Ironías de la vida. De nada sirvió la larga espera y los sacrificios. El Patrón llegó en helicóptero y solo pude verlo desde lejos con unos binoculares, cuando barbado, envuelto en una ruana y usando una ushanka —un gorro de cuero que sólo había visto en las fotos usado por los líderes rusos— fue recibido por guardianes en posición de firmes. Una imagen que le dio la vuelta al mundo.

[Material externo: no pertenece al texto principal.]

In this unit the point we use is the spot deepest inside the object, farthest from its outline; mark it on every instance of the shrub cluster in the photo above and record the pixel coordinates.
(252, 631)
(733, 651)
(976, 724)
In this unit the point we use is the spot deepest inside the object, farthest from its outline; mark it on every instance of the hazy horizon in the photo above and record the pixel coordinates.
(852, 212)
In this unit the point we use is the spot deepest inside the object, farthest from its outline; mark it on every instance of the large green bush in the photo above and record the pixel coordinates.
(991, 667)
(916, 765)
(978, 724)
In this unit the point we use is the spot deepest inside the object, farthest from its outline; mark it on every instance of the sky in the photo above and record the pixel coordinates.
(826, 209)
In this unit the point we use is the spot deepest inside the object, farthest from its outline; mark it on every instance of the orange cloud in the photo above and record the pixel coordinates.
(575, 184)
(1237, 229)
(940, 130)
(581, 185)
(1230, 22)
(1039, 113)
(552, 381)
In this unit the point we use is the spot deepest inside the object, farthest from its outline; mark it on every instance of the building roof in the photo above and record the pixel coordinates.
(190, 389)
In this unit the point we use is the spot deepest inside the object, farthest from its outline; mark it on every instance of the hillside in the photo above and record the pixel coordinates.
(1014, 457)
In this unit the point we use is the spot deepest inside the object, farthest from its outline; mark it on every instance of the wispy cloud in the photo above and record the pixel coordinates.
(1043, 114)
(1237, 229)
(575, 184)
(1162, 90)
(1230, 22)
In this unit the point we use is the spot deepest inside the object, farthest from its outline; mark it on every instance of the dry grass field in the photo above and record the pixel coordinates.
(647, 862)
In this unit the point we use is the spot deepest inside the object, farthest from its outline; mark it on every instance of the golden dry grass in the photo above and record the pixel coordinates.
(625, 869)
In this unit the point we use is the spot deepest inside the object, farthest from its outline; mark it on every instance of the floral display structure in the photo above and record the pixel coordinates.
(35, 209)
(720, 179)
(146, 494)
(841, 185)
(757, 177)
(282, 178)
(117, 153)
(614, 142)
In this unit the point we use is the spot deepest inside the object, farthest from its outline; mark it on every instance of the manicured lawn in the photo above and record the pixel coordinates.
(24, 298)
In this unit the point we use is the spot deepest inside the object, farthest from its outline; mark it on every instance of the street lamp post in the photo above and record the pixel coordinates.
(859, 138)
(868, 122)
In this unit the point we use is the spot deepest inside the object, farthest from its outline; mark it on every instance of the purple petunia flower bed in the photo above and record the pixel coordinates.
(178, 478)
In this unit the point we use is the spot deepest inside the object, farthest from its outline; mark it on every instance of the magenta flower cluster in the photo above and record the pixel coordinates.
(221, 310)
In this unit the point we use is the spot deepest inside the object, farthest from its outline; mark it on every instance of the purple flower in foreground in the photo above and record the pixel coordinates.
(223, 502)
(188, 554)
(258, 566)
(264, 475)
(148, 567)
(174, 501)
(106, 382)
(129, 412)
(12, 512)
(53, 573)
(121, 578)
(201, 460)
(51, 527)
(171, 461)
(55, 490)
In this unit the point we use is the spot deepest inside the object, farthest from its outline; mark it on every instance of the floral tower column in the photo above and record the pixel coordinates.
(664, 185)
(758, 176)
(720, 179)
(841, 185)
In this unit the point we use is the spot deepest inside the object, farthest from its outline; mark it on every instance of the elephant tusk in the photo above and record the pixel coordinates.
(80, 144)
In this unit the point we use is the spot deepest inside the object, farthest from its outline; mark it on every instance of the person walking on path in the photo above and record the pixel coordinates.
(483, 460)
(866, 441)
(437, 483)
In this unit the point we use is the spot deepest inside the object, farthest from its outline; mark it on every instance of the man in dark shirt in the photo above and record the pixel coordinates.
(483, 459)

Después de la entrega, muchas veces vi subir el furgón donde le llevaban reinitas, modelos, trovadores, futbolistas… amigos y enemigos que acudían a La Catedral a una celebración o a confesarse antes de que el señor ordenara su partida al otro mundo. Estando allí me nació la idea de preguntarle al todo poderoso qué se sentía ser padre, hijo, espíritu santo, hermano, amigo y, sobre todo, ser señalado como un carnicero por su guerra contra el establecimiento. Con quienes subían en el furgón le envié una carta cargada de cierto temor e inquietudes sobre el horror que había tenido que presenciar en los últimos años: cómo se convierte uno en ángel y demonio, cómo puede uno dormir con tantos muertos a cuestas, qué esperaba del futuro quien convertido en un Dios decidía el destino de las gentes.
Y en el furgón me llegó la respuesta que nunca creí que llegara, con su firma y huella digital para que no quedarán dudas, carta testimonio de una historia negra cuyo final quedó trunco. Qué sería de este país si Pablo Escobar hubiera hablado ante los tribunales de sus cómplices entre militares, policías, políticos y empresarios. La carta nunca fue publicada hasta hoy, por que no era la carta del público, sino mi carta para intentar entender tanta destrucción y desquicio. Ya es hora de ir liberando los fantasmas.